Les pacifiques processions face au palais des mensonges

 

«Il faut être fidèle à la vérité, même lorsque notre propre patrie est en cause. Tout citoyen a le devoir de mourir pour sa patrie, mais nul n’est tenu de mentir pour elle.»
(Montesquieu)
Irrité par le torrent de médisances qui accablèrent ses démarches concernant l’émancipation de ce qu’était le parti unique, le subtil Abdelhamid Mehri aurait avoué en aparté qu’il ne savait pas que le «mensonge» était devenu l’idéologie dominante de la classe politique.
Le jugement est certes ancien, néanmoins il ratifie les turpitudes qui ferment de fait la porte à la fois à l’excuse et à l’espérance.
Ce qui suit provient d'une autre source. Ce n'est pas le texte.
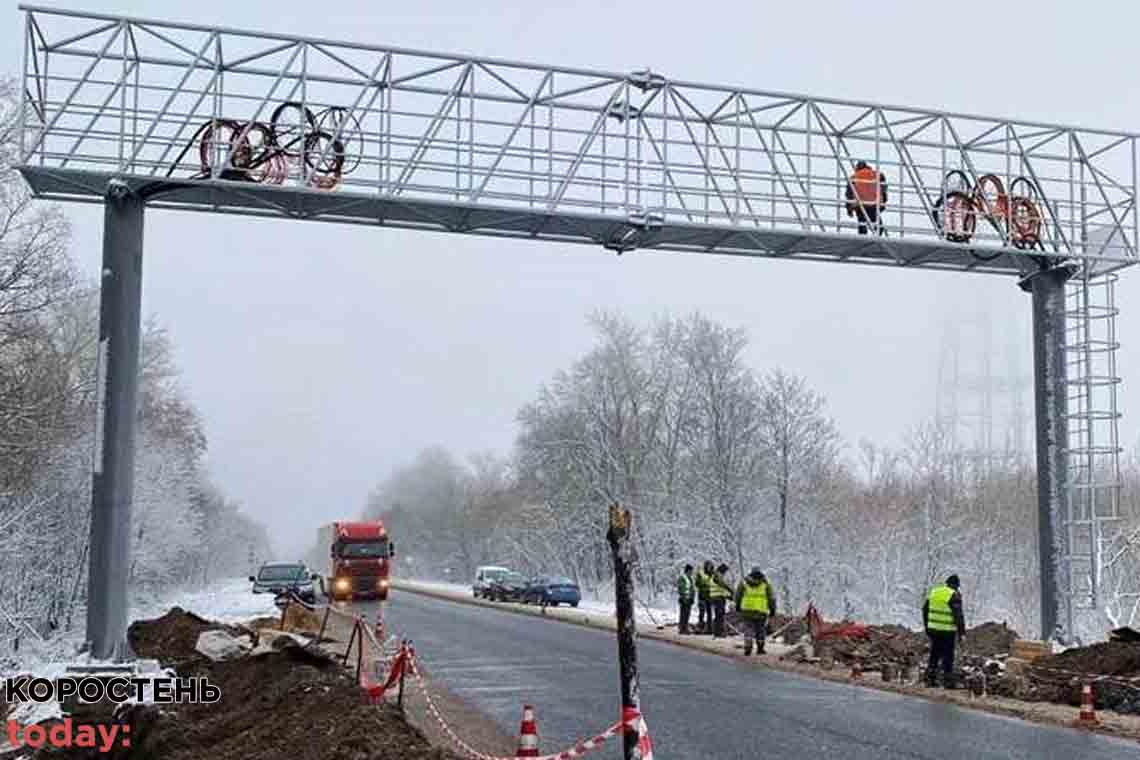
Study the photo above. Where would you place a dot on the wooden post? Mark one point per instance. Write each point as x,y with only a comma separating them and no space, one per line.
352,637
404,669
621,550
324,623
Mais qui, à l’origine, est responsable du mensonge ? Selon l’immortel Julien Benda, auteur du pamphlet intitulé «La trahison des clercs», il y aurait d’abord ceux qui ont organisé le mensonge et en sont les bénéficiaires directs. «Mais plus responsables qu’eux peut-être ceux qui, effrayés du mensonge, le voyant en pleine lumière, le touchant du doigt, n’ont pas dit un mot, pas fait un geste pour s’opposer à lui. Qui, bien mieux, pour conserver ou obtenir des places, de l’argent, des titres n’ont pas hésité à prêter la main aux fabricants de mensonges. En somme, ils se sont prêtés à ce jeu sans craindre les remords.» La voilà donc cette description écrite sous d’autres latitudes géographiques il y a de cela un siècle, mais qui semble taillée à la mesure d’une Algérie actuelle.
Notre pays, qui vit à présent les terribles conséquences de plusieurs années de mystification politique au cours desquelles un personnel extraconstitutionnel s’était progressivement substitué aux institutions légitimes au prétexte qu’il aurait reçu délégation de signature pour agir et pourquoi pas gouverner, pouvait-il demeurer plus longtemps indifférent aux outrages affectant l’Etat lui-même en laissant s’accomplir l’insoutenable forfaiture d’une réélection fictive ?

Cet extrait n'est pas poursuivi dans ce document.